Пойманный Охрим Власьев сидел со связанными руками и ногами на полу в подвале Сторожевой избы. Было довольно зябко, и разбойник изрядно продрог. Впрочем, дрожал он не от холода, а от тревожных предчувствий. Когда распахнулись двери, он крепко зажмурился и принялся читать про себя молитву. Делать это вслух ему мешал кляп.
— Ну чего встали, заходите, — сказал я своим спутникам.
Отправляясь на допрос, я взял с собой Федьку, Анисима и Никиту Вельяминова, отправив остальных начальных людей к своим полкам. Поразмыслив, я пришел к выводу, что Панин был абсолютно прав, привезя злодея в приказ, а не съезжую. Не факт, конечно, что в Земском приказе есть сообщники заговорщиков, но, как говорится, береженого бог бережет, а небреженными из пушек на запад стреляют.

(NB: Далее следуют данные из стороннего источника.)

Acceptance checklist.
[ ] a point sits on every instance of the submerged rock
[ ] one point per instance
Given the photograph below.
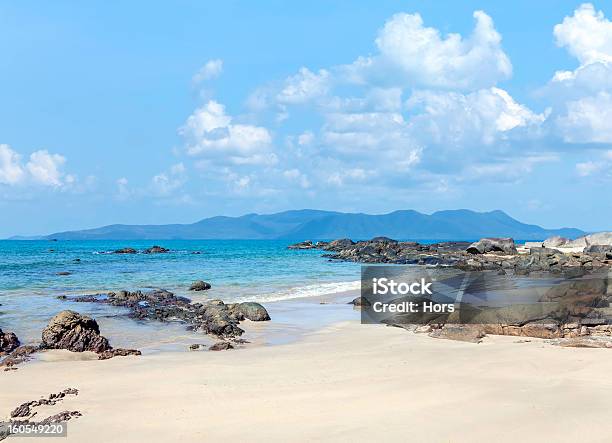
(156, 250)
(221, 346)
(360, 301)
(199, 286)
(8, 342)
(125, 251)
(74, 332)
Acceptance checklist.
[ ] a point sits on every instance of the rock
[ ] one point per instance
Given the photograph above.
(469, 333)
(382, 239)
(253, 311)
(221, 346)
(485, 245)
(556, 241)
(199, 286)
(19, 355)
(360, 301)
(74, 332)
(302, 245)
(155, 250)
(125, 251)
(117, 352)
(8, 342)
(338, 245)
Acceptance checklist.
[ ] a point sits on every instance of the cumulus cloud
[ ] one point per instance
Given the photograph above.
(11, 171)
(42, 168)
(211, 134)
(419, 56)
(165, 183)
(211, 69)
(479, 118)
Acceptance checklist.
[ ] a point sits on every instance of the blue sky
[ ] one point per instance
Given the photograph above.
(150, 112)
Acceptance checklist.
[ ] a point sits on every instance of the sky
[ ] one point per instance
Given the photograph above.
(169, 112)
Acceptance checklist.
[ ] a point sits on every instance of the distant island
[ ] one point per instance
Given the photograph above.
(461, 224)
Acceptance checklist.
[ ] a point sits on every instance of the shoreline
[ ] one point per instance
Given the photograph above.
(327, 386)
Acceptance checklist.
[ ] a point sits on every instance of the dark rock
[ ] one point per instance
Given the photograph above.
(485, 245)
(8, 342)
(117, 352)
(221, 346)
(199, 286)
(360, 301)
(338, 245)
(125, 251)
(155, 250)
(302, 245)
(382, 239)
(253, 311)
(74, 332)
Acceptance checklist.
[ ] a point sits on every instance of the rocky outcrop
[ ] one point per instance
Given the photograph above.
(221, 346)
(360, 301)
(508, 261)
(211, 317)
(486, 245)
(307, 244)
(251, 311)
(125, 251)
(155, 250)
(117, 352)
(8, 342)
(74, 332)
(78, 333)
(199, 286)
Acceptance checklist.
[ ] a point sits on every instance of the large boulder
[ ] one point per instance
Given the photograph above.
(556, 241)
(8, 342)
(74, 332)
(485, 245)
(199, 286)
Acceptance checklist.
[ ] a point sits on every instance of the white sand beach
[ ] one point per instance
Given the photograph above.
(345, 382)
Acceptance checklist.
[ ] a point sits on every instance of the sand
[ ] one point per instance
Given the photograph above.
(346, 382)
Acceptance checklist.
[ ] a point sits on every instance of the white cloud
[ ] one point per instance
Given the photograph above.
(460, 120)
(420, 56)
(210, 133)
(166, 183)
(304, 86)
(11, 171)
(587, 35)
(42, 168)
(212, 69)
(45, 168)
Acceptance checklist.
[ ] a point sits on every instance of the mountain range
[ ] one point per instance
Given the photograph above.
(461, 224)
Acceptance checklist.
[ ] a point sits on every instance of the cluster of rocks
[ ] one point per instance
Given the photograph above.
(495, 254)
(152, 250)
(212, 317)
(24, 413)
(68, 330)
(574, 313)
(78, 333)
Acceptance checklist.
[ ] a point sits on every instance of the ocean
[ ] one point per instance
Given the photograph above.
(239, 270)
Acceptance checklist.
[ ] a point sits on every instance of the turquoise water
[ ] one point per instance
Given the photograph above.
(260, 270)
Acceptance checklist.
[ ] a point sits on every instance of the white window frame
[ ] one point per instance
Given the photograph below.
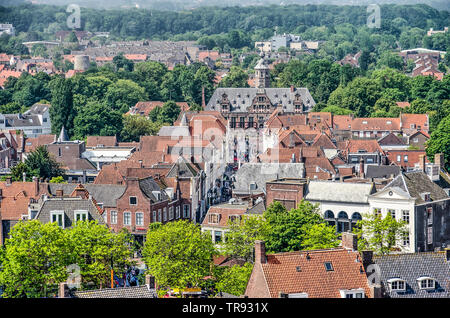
(81, 213)
(186, 210)
(352, 292)
(129, 200)
(113, 217)
(394, 284)
(429, 282)
(141, 214)
(58, 212)
(126, 213)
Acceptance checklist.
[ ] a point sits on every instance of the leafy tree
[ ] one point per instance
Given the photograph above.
(379, 234)
(241, 236)
(234, 279)
(439, 141)
(135, 126)
(38, 163)
(287, 229)
(34, 260)
(97, 119)
(123, 94)
(178, 254)
(97, 250)
(62, 112)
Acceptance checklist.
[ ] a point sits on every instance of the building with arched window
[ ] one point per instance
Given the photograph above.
(342, 204)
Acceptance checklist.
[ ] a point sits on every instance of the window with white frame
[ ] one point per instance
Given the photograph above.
(406, 239)
(214, 218)
(405, 216)
(58, 217)
(426, 283)
(127, 218)
(186, 210)
(133, 200)
(392, 213)
(139, 219)
(397, 284)
(352, 293)
(81, 215)
(113, 217)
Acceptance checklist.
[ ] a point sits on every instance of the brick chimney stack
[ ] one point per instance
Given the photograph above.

— Эй, служивые, — велел я стоящим у дверей стрельцам, — не пускать сюда никого!
Надо сказать, что в отличие от одного из своих предшественников царя Ивана, прозванного за жестокость Васильевичем, в пытках я разбирался довольно слабо. Обычно этим занимались специально обученные люди, а мне докладывались только результаты следствия. Но поскольку главные специалисты в этой области человеческих знаний служили в Земском приказе, нужно было обойтись без них. То, что никто не знает что делать, первым сообразил Пушкарев. Посмотрев, как мы топчемся и переглядываемся, он криво усмехнулся и взялся разводить огонь в небольшой печи. Благо дров и бересты для растопки оказалось в достатке. Веселые языки пламени принялись с треском пожирать поленья, освещая при этом стены причудливыми отблесками. Панин, очевидно, бывавший по долгу службы в подобных местах и в силу этого имевший некоторое представление о процедуре, принялся перебирать цепи, висящие на каком-то странном приспособлении оказавшемся дыбой. Никита тоже нашел себе дело и скинув богатый кафтан, принялся с остервенением качать огромный мех, поднимая температуру в печи. Я же не нашел ничего лучшего, как взяться перебирать диковинные инструменты разложенные на стоящих вдоль стены полках. Связанный Охрим наблюдал за нашими действиями с нескрываемым ужасом. Не будь его рот заткнут, он вероятно уже бы орал благим матом, но пока мог лишь отчаянно вращать глазами.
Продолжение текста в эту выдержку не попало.